RIGA - Prime Minister Krisjanis Karins (New Unity) has called on people to revise their habits amid steeply rising consumer prices and to remember that the war in Ukraine is costing the lives of people.
In an interview to Latvian Television on Wednesday, Karins said that the tragic price of the war in Ukraine is people's lives and a vast destruction of the country's infrastructure. For the rest of the world, the costs of the war will be financial. The prime minister projected that energy prices will keep climbing, but said that the state and its people should remain calm.
Karins admitted that Latvia is rather dependent on Russian energy imports but that everything is being done to reduce this dependency as quickly as possible.
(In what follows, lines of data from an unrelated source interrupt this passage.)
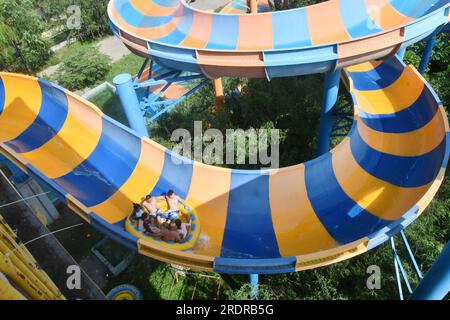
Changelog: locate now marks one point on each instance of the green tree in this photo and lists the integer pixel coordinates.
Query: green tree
(83, 67)
(29, 50)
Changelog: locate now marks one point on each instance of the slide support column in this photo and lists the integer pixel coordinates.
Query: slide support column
(427, 54)
(401, 53)
(254, 281)
(253, 6)
(330, 95)
(436, 284)
(130, 103)
(218, 91)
Leaders of European countries are due to debate energy issues at a meeting later this week.
The prime minister said that it is important to realize that any expenses can be recovered in the future and that the Latvian economy continues to grow.
"The transition away from Russia must be continued and completed, because it is clear that there can be no hope for economic cooperation with a regime like the one in Russia. Let's forget that and refocus," the prime minister said.
He warned that energy prices will be very high next heating season but that the government has mechanisms to support households.
"We will not be able to compensate all costs... but we will be able to compensate an excessively steep increase if needed. Everything will become more expensive, we all need to think about our habits and consumption - how we can subsist more rationally on what we have," the prime minister said.
Karins said that fuel prices are likely to keep rising and that it will take time for the market to find the new price level.
"We cannot hope that the war which is taking place next to us will not leave an impact here. Let's be calm, rational and not listen to all sorts of rumors. Prices are going up, the rise will stop at some new level, which probably will be higher than it used to be. This means necessity to think about a change of habits," the prime minister said.